November 5, 2015 UPDATED – In the original post we mentioned that there was no published evidence demonstrating that the Inhibrx/Celgene CD47 antibody (CC-90002) does not induce RBC agglutination. This statement was factually incorrect. Mark Lappe, CEO of Inhibrx, was kind enough to reach out to us, pointing us to Inhibrx patent filings, where they demonstrate that CC-900002 does not cause RBC agglutination. See ‘The CD47 competitive landscape’ section for updated details. An additional hat tip to Dan Marks (@Festivus159) for also spotting our error.
November 4, 2015
Although they are still in early clinical development, therapeutic strategies aimed at targeting CD47 have the potential to be deployed in a broad range of oncology indications as a backbone of cancer treatment. As an investment thesis, Trillium Therapeutics (NASDAQ:TRIL) provides a compelling opportunity to own a biotechnology company singularly focused on CD47 as immuno-oncology target.

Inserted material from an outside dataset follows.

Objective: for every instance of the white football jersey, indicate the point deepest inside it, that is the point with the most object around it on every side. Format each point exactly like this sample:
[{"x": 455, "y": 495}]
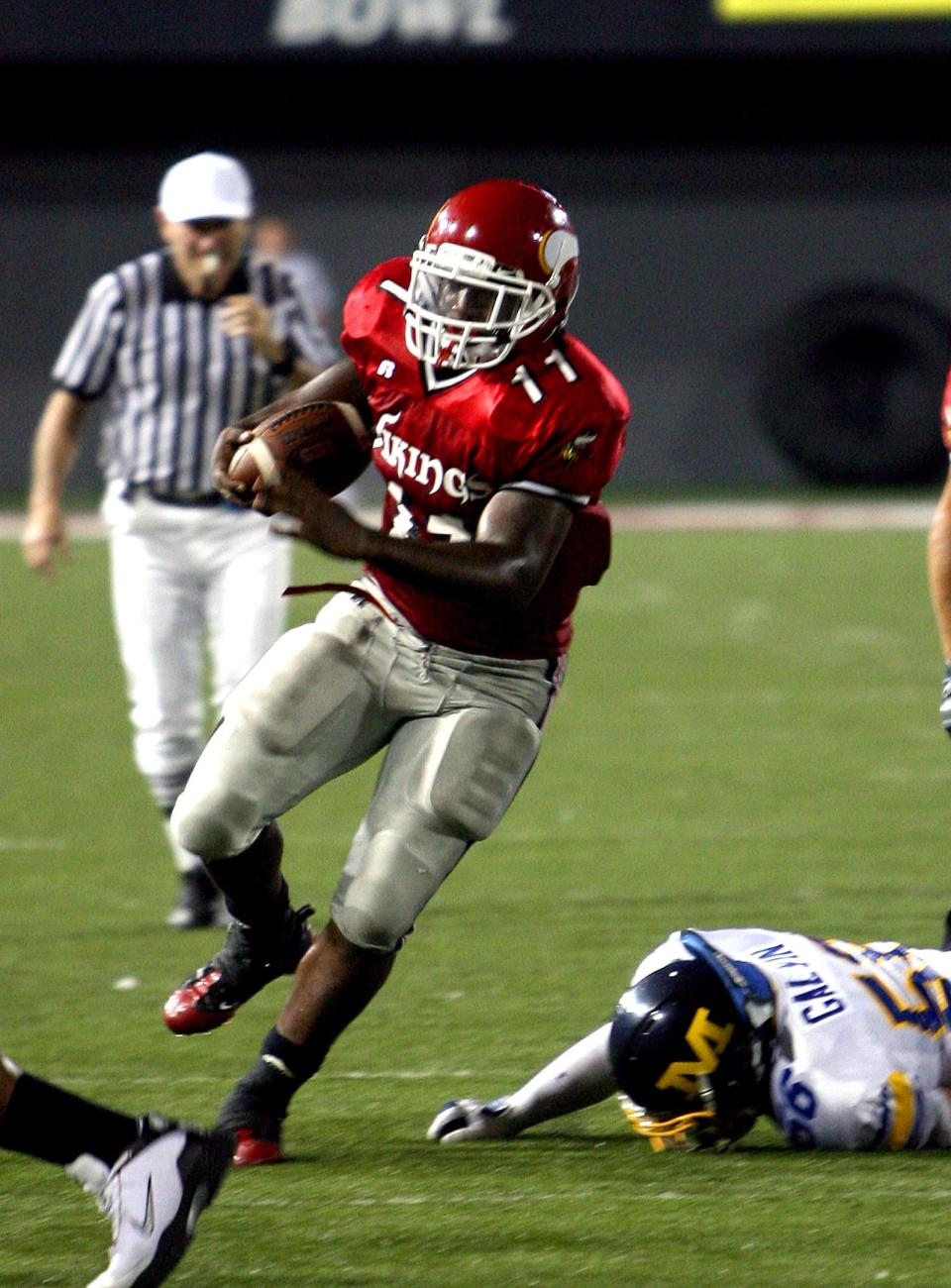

CD47 is a ‘don’t eat me’ signal
In order to distribute oxygen from the lungs throughout the body the average human requires on the order of twenty to thirty trillion red blood cells (e.g. 20-30,000,000,000,000 RBCs). Amazingly, ten billion RBCs are produced via erythropoiesis every hour. The rapid production of RBCs is due in part to a relatively short functional lifespan of approximately 120 days. Old and damaged RBCs are cleared from circulation in the spleen by macrophage-mediated phagocytosis (this process is depicted by a falsely colored electron micrograph in Figure 1). Although scientists have been aware of the process of RBC phagocytosis for many years, the molecular mechanism has remained elusive. Part of the puzzle was solved in 2000 when investigators hypothesized that CD47 served as a marker of ‘self’. More specifically, Oldenberg et al. proposed that surface expression of CD47 on RBCs served as a mechanism to prevent macrophage phagocytosis (Figure 2). This hypothesis was supported by experiments involving genetically engineered mice lacking the CD47 gene. Oldenberg and colleagues injected CD47 -/- RBCs into wildtype recipients and found that they were rapidly eliminated from circulation in these mice through splenic macrophage phagocytosis. Additionally, they demonstrated that the interaction between CD47 and its cognate binding partner SIRPα is important for this function. Engagement of SIRPα by CD47 results in phosphorylation of cytoplastmic SIRPα ITIM motifs, subsequent recruitment of SHP-1, and inactivation of actin cytoskeleton processes required for phagocytosis.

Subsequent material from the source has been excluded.